Monday, 21 September 2009
Sunday on the Main, Portuguese Literature on Display
Yesterday was warm and sunny September afternoon in Montreal, one of those gifts that often arrive in this northern climate. I spent a good part of it with a group of Lusophiles and book lovers, strolling along St. Lawrence boulevard, the Main, in an event sponsored by the Festival international de littérature.
Last spring on the 35th anniversary of the Carnation Revolution, 12 benches inscribed with quotes from 12 Portuguese literary figures from Dom Dinis, the troubadour king of the 13th century, to Antonio Lobo Antunes and José Saramago, the current literary giants, were installed along the Main.

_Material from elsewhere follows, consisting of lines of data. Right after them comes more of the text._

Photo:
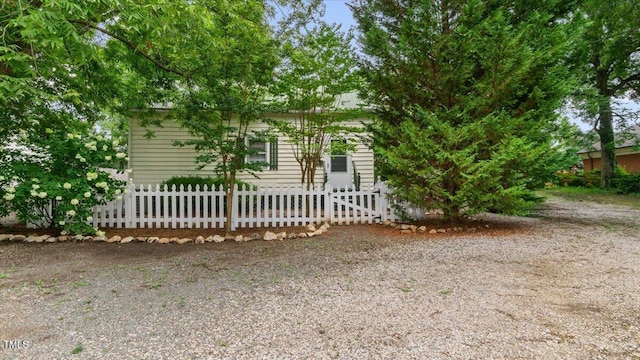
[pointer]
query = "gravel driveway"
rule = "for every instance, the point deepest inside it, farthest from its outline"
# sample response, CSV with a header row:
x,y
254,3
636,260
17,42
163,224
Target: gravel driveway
x,y
563,285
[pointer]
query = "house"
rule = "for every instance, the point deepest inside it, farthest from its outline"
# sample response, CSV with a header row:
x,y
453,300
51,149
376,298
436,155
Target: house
x,y
155,160
627,153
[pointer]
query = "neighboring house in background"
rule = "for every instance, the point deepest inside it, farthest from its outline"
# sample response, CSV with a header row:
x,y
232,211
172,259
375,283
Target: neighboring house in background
x,y
627,153
155,160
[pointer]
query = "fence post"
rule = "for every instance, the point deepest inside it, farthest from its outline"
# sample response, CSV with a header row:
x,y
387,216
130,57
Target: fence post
x,y
381,200
234,208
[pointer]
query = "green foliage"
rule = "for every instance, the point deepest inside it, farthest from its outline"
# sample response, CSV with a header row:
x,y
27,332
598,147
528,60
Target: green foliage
x,y
317,70
606,64
624,182
592,178
56,177
198,182
570,178
465,133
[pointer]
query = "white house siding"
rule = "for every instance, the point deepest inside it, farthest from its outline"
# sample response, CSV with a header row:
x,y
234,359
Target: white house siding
x,y
155,160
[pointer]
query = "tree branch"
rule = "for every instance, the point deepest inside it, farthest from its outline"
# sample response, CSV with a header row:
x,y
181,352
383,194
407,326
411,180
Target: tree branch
x,y
625,82
129,44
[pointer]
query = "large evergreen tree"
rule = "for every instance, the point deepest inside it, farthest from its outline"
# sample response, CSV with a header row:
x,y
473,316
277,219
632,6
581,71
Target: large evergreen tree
x,y
466,93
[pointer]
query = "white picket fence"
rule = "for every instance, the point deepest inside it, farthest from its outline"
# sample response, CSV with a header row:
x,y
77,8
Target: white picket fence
x,y
277,206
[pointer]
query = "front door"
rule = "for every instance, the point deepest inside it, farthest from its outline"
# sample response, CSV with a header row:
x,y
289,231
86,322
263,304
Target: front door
x,y
339,167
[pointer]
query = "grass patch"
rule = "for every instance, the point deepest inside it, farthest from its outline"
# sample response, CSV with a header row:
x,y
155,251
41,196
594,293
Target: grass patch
x,y
596,195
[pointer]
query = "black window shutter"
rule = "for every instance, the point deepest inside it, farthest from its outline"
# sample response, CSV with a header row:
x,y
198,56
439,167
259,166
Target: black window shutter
x,y
273,152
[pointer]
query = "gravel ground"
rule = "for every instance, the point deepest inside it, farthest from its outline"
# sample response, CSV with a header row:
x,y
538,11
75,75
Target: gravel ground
x,y
563,285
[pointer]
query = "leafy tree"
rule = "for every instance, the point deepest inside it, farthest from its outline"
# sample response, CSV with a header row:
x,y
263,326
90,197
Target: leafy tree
x,y
318,69
213,64
54,82
607,54
466,93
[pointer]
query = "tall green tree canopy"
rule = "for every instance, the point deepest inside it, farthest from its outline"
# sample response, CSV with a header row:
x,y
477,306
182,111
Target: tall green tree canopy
x,y
211,63
318,68
466,93
607,58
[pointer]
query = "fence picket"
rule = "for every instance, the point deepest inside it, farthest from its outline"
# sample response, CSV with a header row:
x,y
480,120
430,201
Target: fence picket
x,y
187,207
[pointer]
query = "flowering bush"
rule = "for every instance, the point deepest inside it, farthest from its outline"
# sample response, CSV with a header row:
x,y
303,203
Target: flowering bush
x,y
54,177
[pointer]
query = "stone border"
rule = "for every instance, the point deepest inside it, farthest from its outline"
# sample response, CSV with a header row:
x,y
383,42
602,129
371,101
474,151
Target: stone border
x,y
310,231
406,229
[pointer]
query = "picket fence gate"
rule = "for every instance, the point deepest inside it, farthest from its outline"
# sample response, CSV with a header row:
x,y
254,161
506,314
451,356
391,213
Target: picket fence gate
x,y
276,206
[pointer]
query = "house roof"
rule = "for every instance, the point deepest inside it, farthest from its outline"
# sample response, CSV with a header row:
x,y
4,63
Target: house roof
x,y
630,138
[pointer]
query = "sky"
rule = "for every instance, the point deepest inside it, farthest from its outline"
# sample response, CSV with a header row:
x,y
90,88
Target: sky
x,y
338,12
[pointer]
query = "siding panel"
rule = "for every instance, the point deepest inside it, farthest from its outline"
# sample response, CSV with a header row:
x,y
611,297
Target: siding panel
x,y
155,160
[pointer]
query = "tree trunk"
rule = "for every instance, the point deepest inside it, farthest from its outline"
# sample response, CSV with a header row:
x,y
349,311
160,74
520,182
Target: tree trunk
x,y
607,143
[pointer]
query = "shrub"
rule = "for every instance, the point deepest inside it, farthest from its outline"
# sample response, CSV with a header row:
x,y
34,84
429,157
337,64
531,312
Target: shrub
x,y
51,177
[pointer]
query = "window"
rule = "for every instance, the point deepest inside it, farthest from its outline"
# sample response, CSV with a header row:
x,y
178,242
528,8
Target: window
x,y
339,155
265,152
261,152
339,163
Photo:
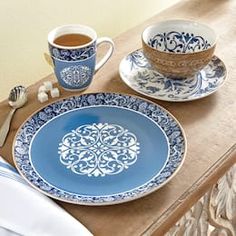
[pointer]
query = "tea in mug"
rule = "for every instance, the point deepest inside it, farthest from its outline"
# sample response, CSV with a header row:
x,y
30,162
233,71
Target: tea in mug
x,y
72,40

For more than 100 years the neighborhood has been the immigrant gateway to Montreal—Saul Bellow’s family lived there when he was a child—and the Portuguese have given it its flavour since the 1960s. As the Sunday crowds swirled by Vitilia Rodrigues told of the great writers of Portugal, and what they had contributed to both world literature and the glory of Lusophonie.
It was a great experience, and one which introduced me to some new writers. I'd never heard of José Maria Eça de Queirós, but after hearing that some French critics think he is the equal of Zola, I plan on going looking for his work.
Each bench, by the way, is decorated by ceramic tiles by a local artist, a contemporary take on the Portuguese azulejos tradition. I particularly like the work of Joseph Branco.